Biden on Tuesday also announced an effort that could drive down energy prices, which are major costs for farmers and food processors. White House officials who monitor the supply chain and inflation say lowering energy prices is one of the few ways they can reduce Americans’ higher grocery bills.
“The President is fighting every day to lower inflation, by strengthening our supply chains, acting to lower fuel costs, and passing his Build Back Better Act that will be a game changer for the middle class,” White House assistant press secretary Emilie Simons said in a statement, referring to the social spending bill.
Meanwhile, Republicans are still pointing to food prices as they push back on Democrats’ social spending bill.
John Thune, the No. 2 Republican in the Senate, argued last week at the GOP press conference on Thanksgiving prices that the “best way” to address rising food inflation “is to stop this reckless tax and spending spree dead in its tracks.”
Thune said he hoped “some Democrats” would come to that conclusion and “be willing to work with us to make that happen.”
He didn’t mention moderate Democratic Sen. Joe Manchin of West Virginia by name, but Manchin himself has cited rising inflation as a reason for Democrats not to rush the bill. The White House argues the legislation will only help ease inflation since it will lower health care and child care costs for Americans while expanding the child tax credit for families to help cover rising prices.

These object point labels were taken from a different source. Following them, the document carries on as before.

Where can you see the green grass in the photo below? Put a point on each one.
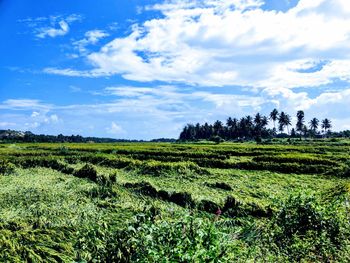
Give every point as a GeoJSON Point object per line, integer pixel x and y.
{"type": "Point", "coordinates": [162, 202]}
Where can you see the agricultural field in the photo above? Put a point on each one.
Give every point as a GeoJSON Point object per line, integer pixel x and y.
{"type": "Point", "coordinates": [282, 201]}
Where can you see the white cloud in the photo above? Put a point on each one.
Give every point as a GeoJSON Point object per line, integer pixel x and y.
{"type": "Point", "coordinates": [7, 124]}
{"type": "Point", "coordinates": [229, 42]}
{"type": "Point", "coordinates": [91, 38]}
{"type": "Point", "coordinates": [24, 104]}
{"type": "Point", "coordinates": [115, 129]}
{"type": "Point", "coordinates": [58, 25]}
{"type": "Point", "coordinates": [63, 29]}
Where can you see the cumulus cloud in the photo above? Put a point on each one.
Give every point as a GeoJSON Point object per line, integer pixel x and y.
{"type": "Point", "coordinates": [52, 26]}
{"type": "Point", "coordinates": [115, 129]}
{"type": "Point", "coordinates": [91, 38]}
{"type": "Point", "coordinates": [229, 42]}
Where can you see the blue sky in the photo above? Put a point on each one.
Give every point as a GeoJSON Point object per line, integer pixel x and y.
{"type": "Point", "coordinates": [142, 69]}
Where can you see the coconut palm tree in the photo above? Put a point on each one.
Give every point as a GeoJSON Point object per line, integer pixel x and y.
{"type": "Point", "coordinates": [284, 121]}
{"type": "Point", "coordinates": [274, 117]}
{"type": "Point", "coordinates": [326, 125]}
{"type": "Point", "coordinates": [300, 121]}
{"type": "Point", "coordinates": [313, 124]}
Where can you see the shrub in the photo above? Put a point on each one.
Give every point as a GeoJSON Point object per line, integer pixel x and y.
{"type": "Point", "coordinates": [157, 168]}
{"type": "Point", "coordinates": [149, 238]}
{"type": "Point", "coordinates": [208, 206]}
{"type": "Point", "coordinates": [220, 185]}
{"type": "Point", "coordinates": [87, 171]}
{"type": "Point", "coordinates": [6, 168]}
{"type": "Point", "coordinates": [303, 228]}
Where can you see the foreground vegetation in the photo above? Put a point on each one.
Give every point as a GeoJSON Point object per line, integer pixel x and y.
{"type": "Point", "coordinates": [282, 201]}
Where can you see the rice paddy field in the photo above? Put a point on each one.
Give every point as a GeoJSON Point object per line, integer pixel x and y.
{"type": "Point", "coordinates": [282, 201]}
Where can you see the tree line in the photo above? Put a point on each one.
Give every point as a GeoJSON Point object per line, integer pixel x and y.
{"type": "Point", "coordinates": [256, 127]}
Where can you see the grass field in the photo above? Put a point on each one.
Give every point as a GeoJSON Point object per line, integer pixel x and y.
{"type": "Point", "coordinates": [159, 202]}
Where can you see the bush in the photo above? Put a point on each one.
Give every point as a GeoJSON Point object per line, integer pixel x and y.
{"type": "Point", "coordinates": [305, 229]}
{"type": "Point", "coordinates": [149, 238]}
{"type": "Point", "coordinates": [6, 168]}
{"type": "Point", "coordinates": [87, 171]}
{"type": "Point", "coordinates": [157, 168]}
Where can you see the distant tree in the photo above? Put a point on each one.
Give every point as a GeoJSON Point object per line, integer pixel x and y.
{"type": "Point", "coordinates": [326, 125]}
{"type": "Point", "coordinates": [313, 124]}
{"type": "Point", "coordinates": [284, 121]}
{"type": "Point", "coordinates": [218, 128]}
{"type": "Point", "coordinates": [274, 117]}
{"type": "Point", "coordinates": [305, 130]}
{"type": "Point", "coordinates": [300, 121]}
{"type": "Point", "coordinates": [293, 133]}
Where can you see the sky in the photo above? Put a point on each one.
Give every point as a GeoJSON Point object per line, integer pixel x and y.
{"type": "Point", "coordinates": [138, 69]}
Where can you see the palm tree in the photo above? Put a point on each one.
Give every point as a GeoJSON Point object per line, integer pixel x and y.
{"type": "Point", "coordinates": [314, 125]}
{"type": "Point", "coordinates": [218, 128]}
{"type": "Point", "coordinates": [326, 125]}
{"type": "Point", "coordinates": [284, 120]}
{"type": "Point", "coordinates": [274, 117]}
{"type": "Point", "coordinates": [300, 121]}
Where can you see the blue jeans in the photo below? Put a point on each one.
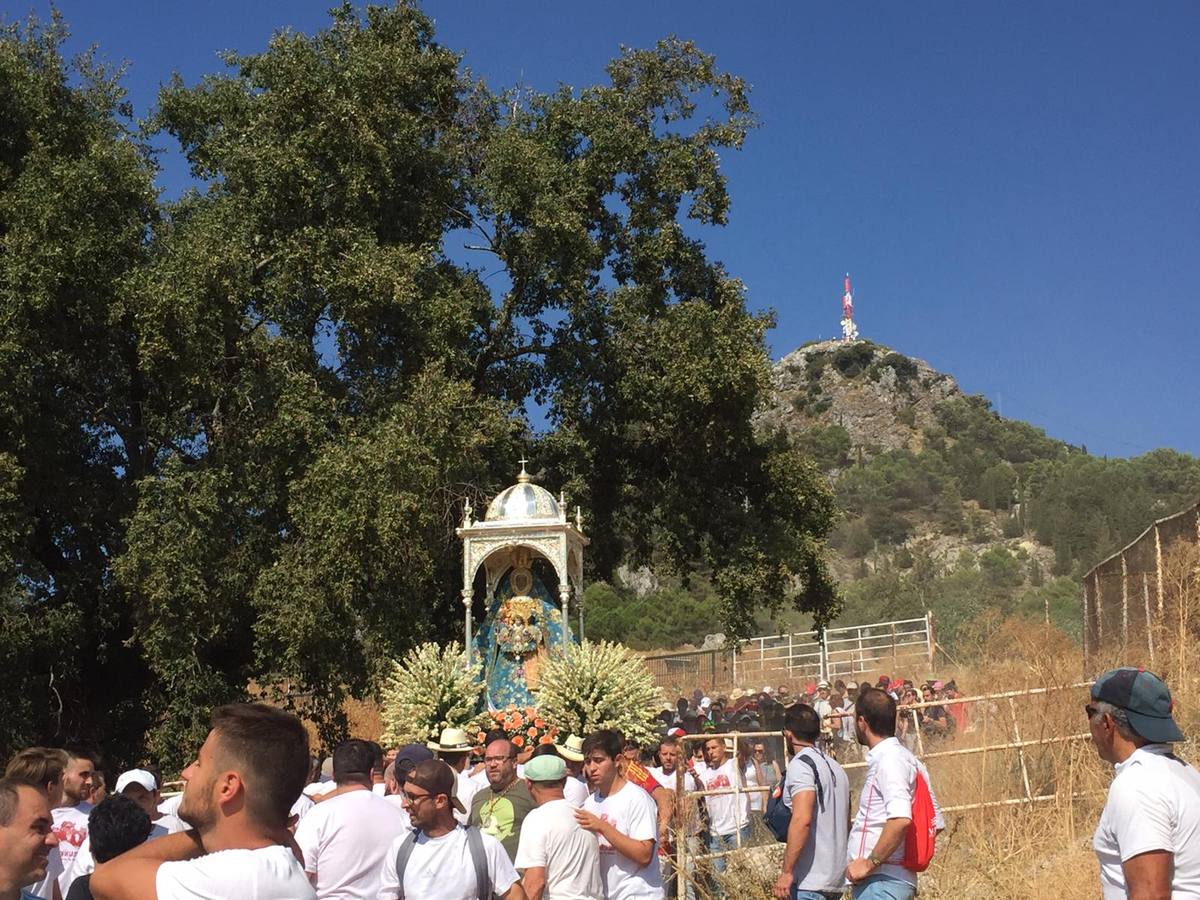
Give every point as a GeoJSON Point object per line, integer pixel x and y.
{"type": "Point", "coordinates": [882, 887]}
{"type": "Point", "coordinates": [719, 843]}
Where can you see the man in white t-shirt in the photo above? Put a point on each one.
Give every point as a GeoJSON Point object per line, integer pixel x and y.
{"type": "Point", "coordinates": [817, 792]}
{"type": "Point", "coordinates": [453, 747]}
{"type": "Point", "coordinates": [42, 767]}
{"type": "Point", "coordinates": [345, 838]}
{"type": "Point", "coordinates": [25, 837]}
{"type": "Point", "coordinates": [237, 798]}
{"type": "Point", "coordinates": [142, 787]}
{"type": "Point", "coordinates": [875, 847]}
{"type": "Point", "coordinates": [1149, 835]}
{"type": "Point", "coordinates": [689, 822]}
{"type": "Point", "coordinates": [729, 815]}
{"type": "Point", "coordinates": [624, 817]}
{"type": "Point", "coordinates": [557, 859]}
{"type": "Point", "coordinates": [71, 819]}
{"type": "Point", "coordinates": [439, 863]}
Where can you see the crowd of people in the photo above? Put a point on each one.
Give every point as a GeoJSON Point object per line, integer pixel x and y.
{"type": "Point", "coordinates": [592, 816]}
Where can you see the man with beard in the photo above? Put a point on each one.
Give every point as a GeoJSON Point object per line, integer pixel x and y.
{"type": "Point", "coordinates": [876, 844]}
{"type": "Point", "coordinates": [25, 838]}
{"type": "Point", "coordinates": [442, 859]}
{"type": "Point", "coordinates": [238, 796]}
{"type": "Point", "coordinates": [71, 819]}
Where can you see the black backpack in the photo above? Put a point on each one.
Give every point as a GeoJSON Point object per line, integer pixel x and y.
{"type": "Point", "coordinates": [474, 841]}
{"type": "Point", "coordinates": [779, 807]}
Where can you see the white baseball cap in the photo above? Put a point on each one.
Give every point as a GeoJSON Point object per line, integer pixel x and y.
{"type": "Point", "coordinates": [136, 777]}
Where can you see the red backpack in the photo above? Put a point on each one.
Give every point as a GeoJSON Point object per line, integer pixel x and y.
{"type": "Point", "coordinates": [918, 840]}
{"type": "Point", "coordinates": [922, 834]}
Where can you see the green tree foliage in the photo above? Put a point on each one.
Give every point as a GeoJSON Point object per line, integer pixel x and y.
{"type": "Point", "coordinates": [235, 430]}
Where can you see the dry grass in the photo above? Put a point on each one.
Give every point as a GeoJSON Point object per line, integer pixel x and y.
{"type": "Point", "coordinates": [1013, 852]}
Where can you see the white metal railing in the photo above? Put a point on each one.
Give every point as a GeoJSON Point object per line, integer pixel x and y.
{"type": "Point", "coordinates": [839, 651]}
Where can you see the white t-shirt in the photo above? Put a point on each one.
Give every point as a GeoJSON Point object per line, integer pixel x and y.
{"type": "Point", "coordinates": [726, 813]}
{"type": "Point", "coordinates": [85, 863]}
{"type": "Point", "coordinates": [466, 790]}
{"type": "Point", "coordinates": [442, 868]}
{"type": "Point", "coordinates": [45, 888]}
{"type": "Point", "coordinates": [551, 838]}
{"type": "Point", "coordinates": [343, 841]}
{"type": "Point", "coordinates": [887, 793]}
{"type": "Point", "coordinates": [71, 829]}
{"type": "Point", "coordinates": [300, 808]}
{"type": "Point", "coordinates": [267, 874]}
{"type": "Point", "coordinates": [1153, 804]}
{"type": "Point", "coordinates": [634, 814]}
{"type": "Point", "coordinates": [575, 792]}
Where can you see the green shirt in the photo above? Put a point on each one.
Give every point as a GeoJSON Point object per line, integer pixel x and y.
{"type": "Point", "coordinates": [501, 814]}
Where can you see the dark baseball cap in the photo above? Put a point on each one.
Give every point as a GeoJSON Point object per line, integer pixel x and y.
{"type": "Point", "coordinates": [1145, 700]}
{"type": "Point", "coordinates": [437, 778]}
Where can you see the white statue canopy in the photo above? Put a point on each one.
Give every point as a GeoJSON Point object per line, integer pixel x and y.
{"type": "Point", "coordinates": [522, 522]}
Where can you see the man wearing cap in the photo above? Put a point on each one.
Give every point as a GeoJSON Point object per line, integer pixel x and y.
{"type": "Point", "coordinates": [346, 835]}
{"type": "Point", "coordinates": [557, 859]}
{"type": "Point", "coordinates": [142, 787]}
{"type": "Point", "coordinates": [1149, 837]}
{"type": "Point", "coordinates": [454, 749]}
{"type": "Point", "coordinates": [436, 862]}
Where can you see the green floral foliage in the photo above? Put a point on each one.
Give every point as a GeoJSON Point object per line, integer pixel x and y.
{"type": "Point", "coordinates": [429, 690]}
{"type": "Point", "coordinates": [599, 685]}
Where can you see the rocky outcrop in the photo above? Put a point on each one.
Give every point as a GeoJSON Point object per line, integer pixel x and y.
{"type": "Point", "coordinates": [883, 399]}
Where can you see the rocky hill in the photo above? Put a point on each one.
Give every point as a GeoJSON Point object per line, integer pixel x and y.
{"type": "Point", "coordinates": [883, 400]}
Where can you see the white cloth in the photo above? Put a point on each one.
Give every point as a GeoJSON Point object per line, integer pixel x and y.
{"type": "Point", "coordinates": [45, 888]}
{"type": "Point", "coordinates": [71, 828]}
{"type": "Point", "coordinates": [847, 721]}
{"type": "Point", "coordinates": [756, 799]}
{"type": "Point", "coordinates": [300, 808]}
{"type": "Point", "coordinates": [442, 868]}
{"type": "Point", "coordinates": [343, 840]}
{"type": "Point", "coordinates": [552, 839]}
{"type": "Point", "coordinates": [887, 793]}
{"type": "Point", "coordinates": [726, 813]}
{"type": "Point", "coordinates": [1153, 804]}
{"type": "Point", "coordinates": [575, 792]}
{"type": "Point", "coordinates": [465, 791]}
{"type": "Point", "coordinates": [633, 813]}
{"type": "Point", "coordinates": [85, 863]}
{"type": "Point", "coordinates": [267, 874]}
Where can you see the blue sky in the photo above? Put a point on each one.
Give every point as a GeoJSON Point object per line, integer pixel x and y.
{"type": "Point", "coordinates": [1014, 187]}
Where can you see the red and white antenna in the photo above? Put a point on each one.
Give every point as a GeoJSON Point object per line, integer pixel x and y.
{"type": "Point", "coordinates": [849, 329]}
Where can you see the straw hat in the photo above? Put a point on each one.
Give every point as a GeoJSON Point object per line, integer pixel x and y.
{"type": "Point", "coordinates": [571, 749]}
{"type": "Point", "coordinates": [453, 741]}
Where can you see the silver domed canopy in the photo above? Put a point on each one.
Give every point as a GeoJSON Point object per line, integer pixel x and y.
{"type": "Point", "coordinates": [525, 502]}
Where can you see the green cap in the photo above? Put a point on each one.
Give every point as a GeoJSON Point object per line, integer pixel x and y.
{"type": "Point", "coordinates": [545, 768]}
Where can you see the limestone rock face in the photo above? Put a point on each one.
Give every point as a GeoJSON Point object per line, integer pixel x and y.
{"type": "Point", "coordinates": [883, 399]}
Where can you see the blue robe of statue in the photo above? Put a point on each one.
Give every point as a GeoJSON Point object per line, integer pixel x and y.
{"type": "Point", "coordinates": [505, 647]}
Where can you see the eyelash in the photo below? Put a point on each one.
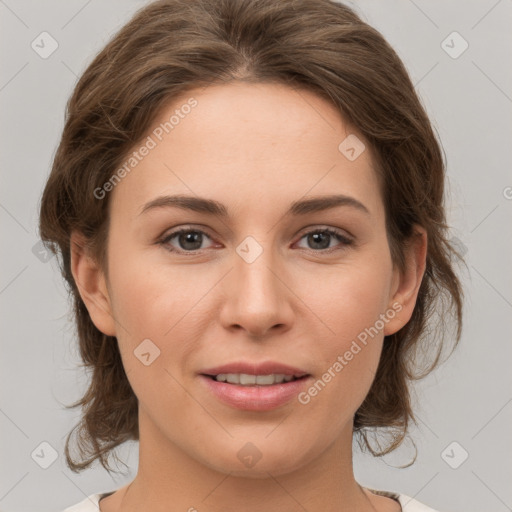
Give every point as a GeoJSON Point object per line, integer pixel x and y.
{"type": "Point", "coordinates": [335, 233]}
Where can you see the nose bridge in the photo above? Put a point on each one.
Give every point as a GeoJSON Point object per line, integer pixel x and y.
{"type": "Point", "coordinates": [256, 299]}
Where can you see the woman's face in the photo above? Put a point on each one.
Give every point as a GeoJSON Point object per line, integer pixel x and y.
{"type": "Point", "coordinates": [250, 284]}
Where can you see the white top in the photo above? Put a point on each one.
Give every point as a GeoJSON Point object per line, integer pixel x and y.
{"type": "Point", "coordinates": [90, 504]}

Republicans see the issue carrying into next year ahead of the midterms.
“It’s not just Joe Manchin, it’s also Mark Kelly and Maggie Hassan and Raphael Warnock,” a senior GOP aide told POLITICO, noting three Democratic senators with tough 2022 reelection bids ahead of them. “As long as inflation remains salient, they’re going to have to defend to their constituents why inflation won’t be made worse by spending trillions more dollars.”